Je me demande souvent d’où vient cette violence routière, chez des gens qui ne sont pas du tout violents. Car vivre parmi les Polonais, du moins ici, à l’est, sur un territoire faiblement urbanisé, c’est ressentir une espèce de sérénité. Aucune agressivité dans l’air, aucune marque de colère ou de mépris intempestif. Des gens courtois, souriants, avenants même, et toujours prêts à vous accueillir à bras ouverts.
Ce sont pourtant ces mêmes gens affables qui se conduisent comme des barbares sur la route. J’ai déjà eu l’occasion de discuter avec certains d’entre eux : ils plaisantent, rigolent de mes peurs et ne voient rien d’anormal !
Pas tous cependant. Mon voisin, le petit paysan débonnaire et replet, abonde dans mon sens  et est d'avis que ce sont tous des fous furieux. Lui, sur la route, il a peur aussi. Il n’y va pas trop souvent d’ailleurs, sinon d’un de ses champs à l’autre, en tracteur… Sa gamine, à sept ans, a été heurtée par un imbécile qui traversait le village à tombeau ouvert.

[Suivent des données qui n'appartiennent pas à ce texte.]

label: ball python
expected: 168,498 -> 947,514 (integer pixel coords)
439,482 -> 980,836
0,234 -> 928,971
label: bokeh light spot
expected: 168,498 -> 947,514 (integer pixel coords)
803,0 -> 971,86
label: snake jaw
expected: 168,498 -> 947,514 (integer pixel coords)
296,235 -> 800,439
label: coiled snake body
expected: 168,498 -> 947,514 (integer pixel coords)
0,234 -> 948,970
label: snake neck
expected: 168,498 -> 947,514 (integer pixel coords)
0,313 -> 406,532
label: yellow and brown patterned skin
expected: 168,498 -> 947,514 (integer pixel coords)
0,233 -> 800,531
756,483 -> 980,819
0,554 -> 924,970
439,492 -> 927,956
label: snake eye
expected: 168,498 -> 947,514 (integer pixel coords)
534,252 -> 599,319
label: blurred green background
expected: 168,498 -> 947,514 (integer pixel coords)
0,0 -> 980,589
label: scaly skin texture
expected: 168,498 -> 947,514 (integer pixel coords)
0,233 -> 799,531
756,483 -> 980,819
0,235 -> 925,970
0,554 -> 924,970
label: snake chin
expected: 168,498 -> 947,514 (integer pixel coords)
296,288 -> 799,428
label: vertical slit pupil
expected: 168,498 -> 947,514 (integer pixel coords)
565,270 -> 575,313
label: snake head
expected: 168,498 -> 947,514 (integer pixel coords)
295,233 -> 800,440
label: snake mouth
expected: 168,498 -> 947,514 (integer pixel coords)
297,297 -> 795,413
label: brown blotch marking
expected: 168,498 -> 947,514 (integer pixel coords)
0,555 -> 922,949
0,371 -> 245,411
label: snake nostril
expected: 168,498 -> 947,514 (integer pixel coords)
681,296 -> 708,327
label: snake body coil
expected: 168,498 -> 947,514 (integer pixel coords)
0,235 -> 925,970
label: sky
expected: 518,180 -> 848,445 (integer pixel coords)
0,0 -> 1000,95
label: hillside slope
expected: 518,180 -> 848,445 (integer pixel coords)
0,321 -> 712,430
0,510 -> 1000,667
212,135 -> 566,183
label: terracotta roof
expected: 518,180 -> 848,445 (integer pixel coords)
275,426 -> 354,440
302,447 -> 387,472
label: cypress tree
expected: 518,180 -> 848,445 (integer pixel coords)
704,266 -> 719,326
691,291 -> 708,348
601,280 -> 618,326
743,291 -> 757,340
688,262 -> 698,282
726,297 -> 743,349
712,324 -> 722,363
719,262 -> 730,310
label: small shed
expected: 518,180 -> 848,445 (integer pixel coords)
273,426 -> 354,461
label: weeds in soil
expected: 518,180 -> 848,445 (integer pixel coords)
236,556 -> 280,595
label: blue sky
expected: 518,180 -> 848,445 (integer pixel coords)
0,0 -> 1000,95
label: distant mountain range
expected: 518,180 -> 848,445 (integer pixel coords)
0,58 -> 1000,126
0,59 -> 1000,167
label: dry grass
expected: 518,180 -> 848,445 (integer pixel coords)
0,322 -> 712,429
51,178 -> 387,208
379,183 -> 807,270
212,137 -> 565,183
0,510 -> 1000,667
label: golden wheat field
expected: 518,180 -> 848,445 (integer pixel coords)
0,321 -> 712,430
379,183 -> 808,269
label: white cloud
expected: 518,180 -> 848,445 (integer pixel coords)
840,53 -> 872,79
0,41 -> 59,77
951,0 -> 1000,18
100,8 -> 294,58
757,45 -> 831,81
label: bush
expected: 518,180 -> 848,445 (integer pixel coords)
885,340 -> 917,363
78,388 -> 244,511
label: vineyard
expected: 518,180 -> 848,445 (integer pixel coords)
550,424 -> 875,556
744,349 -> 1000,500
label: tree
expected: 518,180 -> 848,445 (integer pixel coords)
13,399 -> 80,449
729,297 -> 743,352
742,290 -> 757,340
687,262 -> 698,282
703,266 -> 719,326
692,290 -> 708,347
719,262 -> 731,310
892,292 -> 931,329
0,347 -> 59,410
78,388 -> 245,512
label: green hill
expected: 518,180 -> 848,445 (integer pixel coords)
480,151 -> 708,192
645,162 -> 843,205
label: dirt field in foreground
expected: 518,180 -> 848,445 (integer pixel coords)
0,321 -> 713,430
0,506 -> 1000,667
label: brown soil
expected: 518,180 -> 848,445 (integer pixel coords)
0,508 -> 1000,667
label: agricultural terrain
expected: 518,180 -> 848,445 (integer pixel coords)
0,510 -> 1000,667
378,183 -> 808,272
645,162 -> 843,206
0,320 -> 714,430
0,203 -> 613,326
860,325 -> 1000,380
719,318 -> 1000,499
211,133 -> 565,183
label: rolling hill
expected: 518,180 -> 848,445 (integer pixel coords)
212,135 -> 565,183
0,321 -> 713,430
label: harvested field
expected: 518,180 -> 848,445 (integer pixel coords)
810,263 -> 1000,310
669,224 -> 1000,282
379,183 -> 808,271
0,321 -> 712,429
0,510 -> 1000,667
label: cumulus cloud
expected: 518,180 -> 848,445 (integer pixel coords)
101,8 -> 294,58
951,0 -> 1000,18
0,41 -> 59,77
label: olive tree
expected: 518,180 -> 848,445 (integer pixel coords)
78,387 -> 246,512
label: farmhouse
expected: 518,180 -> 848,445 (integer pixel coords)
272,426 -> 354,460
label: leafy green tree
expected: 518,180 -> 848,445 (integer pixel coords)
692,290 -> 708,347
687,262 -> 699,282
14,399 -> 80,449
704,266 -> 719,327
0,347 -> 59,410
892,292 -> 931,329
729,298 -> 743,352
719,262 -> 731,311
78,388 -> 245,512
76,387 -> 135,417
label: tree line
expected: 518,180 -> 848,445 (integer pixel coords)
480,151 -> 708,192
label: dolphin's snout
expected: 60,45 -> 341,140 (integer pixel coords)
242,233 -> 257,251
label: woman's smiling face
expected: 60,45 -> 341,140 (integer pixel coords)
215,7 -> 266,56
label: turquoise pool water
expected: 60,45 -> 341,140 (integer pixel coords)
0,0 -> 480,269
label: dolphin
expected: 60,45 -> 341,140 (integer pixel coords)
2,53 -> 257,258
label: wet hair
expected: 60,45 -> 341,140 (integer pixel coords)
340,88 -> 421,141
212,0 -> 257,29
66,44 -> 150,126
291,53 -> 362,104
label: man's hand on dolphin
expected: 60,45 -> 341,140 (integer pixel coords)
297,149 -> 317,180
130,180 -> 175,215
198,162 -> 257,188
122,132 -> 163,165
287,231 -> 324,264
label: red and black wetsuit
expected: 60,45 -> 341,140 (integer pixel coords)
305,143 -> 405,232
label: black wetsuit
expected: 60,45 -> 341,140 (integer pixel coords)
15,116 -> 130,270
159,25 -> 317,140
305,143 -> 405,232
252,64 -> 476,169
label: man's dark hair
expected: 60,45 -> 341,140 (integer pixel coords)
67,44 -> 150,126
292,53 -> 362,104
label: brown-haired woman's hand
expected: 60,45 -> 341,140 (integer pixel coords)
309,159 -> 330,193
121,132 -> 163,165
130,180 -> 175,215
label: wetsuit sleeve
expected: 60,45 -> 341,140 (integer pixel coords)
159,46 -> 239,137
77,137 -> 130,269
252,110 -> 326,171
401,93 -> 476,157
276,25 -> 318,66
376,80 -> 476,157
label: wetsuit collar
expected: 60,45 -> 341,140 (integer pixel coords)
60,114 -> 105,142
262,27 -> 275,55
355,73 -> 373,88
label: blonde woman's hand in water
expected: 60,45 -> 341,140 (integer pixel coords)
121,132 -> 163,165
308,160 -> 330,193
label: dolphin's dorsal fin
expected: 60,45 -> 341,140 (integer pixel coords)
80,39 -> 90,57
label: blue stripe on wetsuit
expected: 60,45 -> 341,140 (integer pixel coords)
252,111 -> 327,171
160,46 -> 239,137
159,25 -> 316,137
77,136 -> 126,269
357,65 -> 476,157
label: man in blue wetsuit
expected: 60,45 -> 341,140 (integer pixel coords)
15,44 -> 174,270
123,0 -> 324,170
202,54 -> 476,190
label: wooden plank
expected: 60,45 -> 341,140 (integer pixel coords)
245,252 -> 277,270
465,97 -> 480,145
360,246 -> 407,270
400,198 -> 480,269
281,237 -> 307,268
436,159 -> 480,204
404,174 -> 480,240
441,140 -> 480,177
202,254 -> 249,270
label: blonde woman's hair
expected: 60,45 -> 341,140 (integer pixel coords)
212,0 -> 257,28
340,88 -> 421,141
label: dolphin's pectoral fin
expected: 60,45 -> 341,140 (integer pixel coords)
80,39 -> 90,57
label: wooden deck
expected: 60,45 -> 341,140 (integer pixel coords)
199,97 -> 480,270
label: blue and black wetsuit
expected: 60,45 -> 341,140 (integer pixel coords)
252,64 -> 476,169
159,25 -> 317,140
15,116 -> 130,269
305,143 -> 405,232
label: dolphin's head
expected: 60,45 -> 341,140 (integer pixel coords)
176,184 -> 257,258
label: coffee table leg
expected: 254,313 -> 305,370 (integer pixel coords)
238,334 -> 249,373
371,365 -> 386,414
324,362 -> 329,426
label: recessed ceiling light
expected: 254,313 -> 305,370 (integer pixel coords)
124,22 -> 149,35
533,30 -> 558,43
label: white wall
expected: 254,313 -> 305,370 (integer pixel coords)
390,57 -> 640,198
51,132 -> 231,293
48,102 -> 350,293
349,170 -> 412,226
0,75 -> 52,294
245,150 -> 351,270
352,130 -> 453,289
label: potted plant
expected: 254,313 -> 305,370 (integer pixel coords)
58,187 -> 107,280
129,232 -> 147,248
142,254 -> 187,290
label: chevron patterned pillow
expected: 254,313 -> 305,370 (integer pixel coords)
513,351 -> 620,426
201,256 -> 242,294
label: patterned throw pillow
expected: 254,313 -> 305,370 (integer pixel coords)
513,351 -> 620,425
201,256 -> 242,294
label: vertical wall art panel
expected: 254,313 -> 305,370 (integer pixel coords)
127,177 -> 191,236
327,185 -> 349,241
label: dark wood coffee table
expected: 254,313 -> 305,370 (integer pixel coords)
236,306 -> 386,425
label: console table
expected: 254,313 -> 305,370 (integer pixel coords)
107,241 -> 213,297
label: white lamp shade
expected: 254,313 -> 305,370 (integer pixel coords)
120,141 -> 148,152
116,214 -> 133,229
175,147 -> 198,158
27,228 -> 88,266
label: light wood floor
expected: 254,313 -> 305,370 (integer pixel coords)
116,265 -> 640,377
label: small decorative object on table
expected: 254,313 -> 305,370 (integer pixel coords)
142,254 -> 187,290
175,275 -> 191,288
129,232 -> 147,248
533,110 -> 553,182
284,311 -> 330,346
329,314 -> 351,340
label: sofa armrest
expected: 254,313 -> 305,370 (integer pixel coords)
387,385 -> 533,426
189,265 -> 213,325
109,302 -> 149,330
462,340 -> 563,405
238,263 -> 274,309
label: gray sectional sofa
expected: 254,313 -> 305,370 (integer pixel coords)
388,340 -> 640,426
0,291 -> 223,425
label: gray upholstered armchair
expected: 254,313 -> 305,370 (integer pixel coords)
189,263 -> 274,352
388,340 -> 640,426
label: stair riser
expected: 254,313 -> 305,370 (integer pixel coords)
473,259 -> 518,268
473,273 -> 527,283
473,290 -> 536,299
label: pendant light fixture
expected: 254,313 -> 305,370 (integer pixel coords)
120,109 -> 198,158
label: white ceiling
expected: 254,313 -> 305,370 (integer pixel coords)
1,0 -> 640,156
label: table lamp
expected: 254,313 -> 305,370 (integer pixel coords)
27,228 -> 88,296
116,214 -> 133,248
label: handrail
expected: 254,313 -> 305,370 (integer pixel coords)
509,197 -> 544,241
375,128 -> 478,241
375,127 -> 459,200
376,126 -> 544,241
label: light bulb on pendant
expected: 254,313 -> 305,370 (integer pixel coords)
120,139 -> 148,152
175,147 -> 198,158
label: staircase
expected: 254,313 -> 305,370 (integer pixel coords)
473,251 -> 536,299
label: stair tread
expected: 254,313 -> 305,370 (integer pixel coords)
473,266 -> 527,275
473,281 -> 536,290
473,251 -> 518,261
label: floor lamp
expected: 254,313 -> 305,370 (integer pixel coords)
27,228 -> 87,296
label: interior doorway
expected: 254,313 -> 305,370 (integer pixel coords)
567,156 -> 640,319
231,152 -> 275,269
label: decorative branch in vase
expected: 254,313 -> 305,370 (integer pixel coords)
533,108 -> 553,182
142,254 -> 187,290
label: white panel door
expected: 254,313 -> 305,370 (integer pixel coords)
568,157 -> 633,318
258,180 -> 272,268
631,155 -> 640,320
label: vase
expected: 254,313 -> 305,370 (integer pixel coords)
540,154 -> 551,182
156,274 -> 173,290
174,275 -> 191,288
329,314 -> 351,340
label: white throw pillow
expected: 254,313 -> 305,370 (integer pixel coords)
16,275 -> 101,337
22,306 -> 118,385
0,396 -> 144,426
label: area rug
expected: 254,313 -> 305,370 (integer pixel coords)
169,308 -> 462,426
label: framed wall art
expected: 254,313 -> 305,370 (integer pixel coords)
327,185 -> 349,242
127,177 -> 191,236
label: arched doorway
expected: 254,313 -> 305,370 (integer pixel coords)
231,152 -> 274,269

Un miracle, dit-il, qu’elle s’en soit sortie quasiment indemne !
Alors, est-ce que conduire une voiture fait perdre les pédales ? Quel non-sens pousse ces gens sympathiques à mettre quotidiennement en péril la vie des autres et la leur, comme ça, gratuitement ? En allant faire des courses, en allant au travail, chez des amis, voire à la messe ?
J’ai plusieurs hypothèses, toutes invérifiées, toutes plus fantaisistes, peut-être, les unes que les autres. Des hypothèses d’un étranger qui s’interroge et, surtout, qui a les foies. Mais les hypothèses, c’est fait pour ça : donner une réponse là où l’on n’en a pas vraiment.
La première qui me vient à l’esprit est le caractère plus ou moins nouveau de la voiture en Pologne. Il y a vingt cinq ans, très peu de gens étaient motorisés. Pratiquement personne, en vérité. C’est une des raisons pour laquelle les lignes de transport en commun sont encore si nombreuses en rase campagne. Des kyrielles de minibus sillonnent toute la contrée, de la ville à la campagne et de la campagne à la ville, le matin, le soir, l'après-midi, jusqu’à Varsovie, Lublin ou Białystok.
Donc, nouveauté relative de la voiture, la prise de conscience pas encore établie et griserie d’être, comme à l’ouest, le roi du déplacement. D’autant plus que le passage à l’économie de marché s’est accompagné d’une importation massive, anarchique, de véhicules allemands, puissantes Audi, Mercedes et autres Volkswagen. Une aubaine pour le capital allemand, donneur de leçons mais toujours aussi goinfre. Et une aberration que ces millions de bolides lâchés sur des routes quasiment restées à l’état d’une époque d’hyppomobilité ! Pour moi qui vis là, c'est comme si on avait vendu des pleines caisses de 357 Magnum à des adolescents.
Mais le fric n'a pas d'odeur et tant qu’à rattraper un retard, autant le faire dans la vitesse. J’imagine mal en effet les Polonais commençant leur apprentissage avec des deux-chevaux ! Inexpérience et infrastructure désastreuse, exaltation d’appartenir à un monde enfin «normal», celui des autres, après des années de privation, la consommation s’assimilant souvent, par la perversité du système, à la liberté, voilà mon hypothèse la plus grande.
Oui, mais les gendarmes ? Quels gendarmes ? Ah, vous voulez sans doute parler des gendarmes ? Ben, les gendarmes font de nombreux contrôles, bien sûr, mais ça n’est pas très difficile, à mon avis, d’y échapper : ils sont toujours aux mêmes endroits et aux mêmes heures. Il semblerait qu’ils n’aient pas très bien compris, eux non plus, l’urgence qu’il y avait à mettre un frein à la frénésie des citoyens !
Pourtant, je suis certain que les Polonais sont moins nombreux qu’en France à conduire éméchés. Tous ceux que j’ai vus, entendus, avec qui j’ai parlé, à la maison ou ailleurs, sont très vigilants sur le taux d’alcoolémie fixé à…0 !
Plus vigilants en tout cas que je ne l'étais moi-même en France !
Non, leur ivresse est ailleurs. Leur ivresse c’est la modernité, le progrès, la liberté de circuler. Ils en avaient tant soif alors que nous en avions, nous, déjà par-dessus la tête de tous ces écrans de fumée !
Une dictature, ça fait longtemps, très longtemps, du mal. Dans la tête.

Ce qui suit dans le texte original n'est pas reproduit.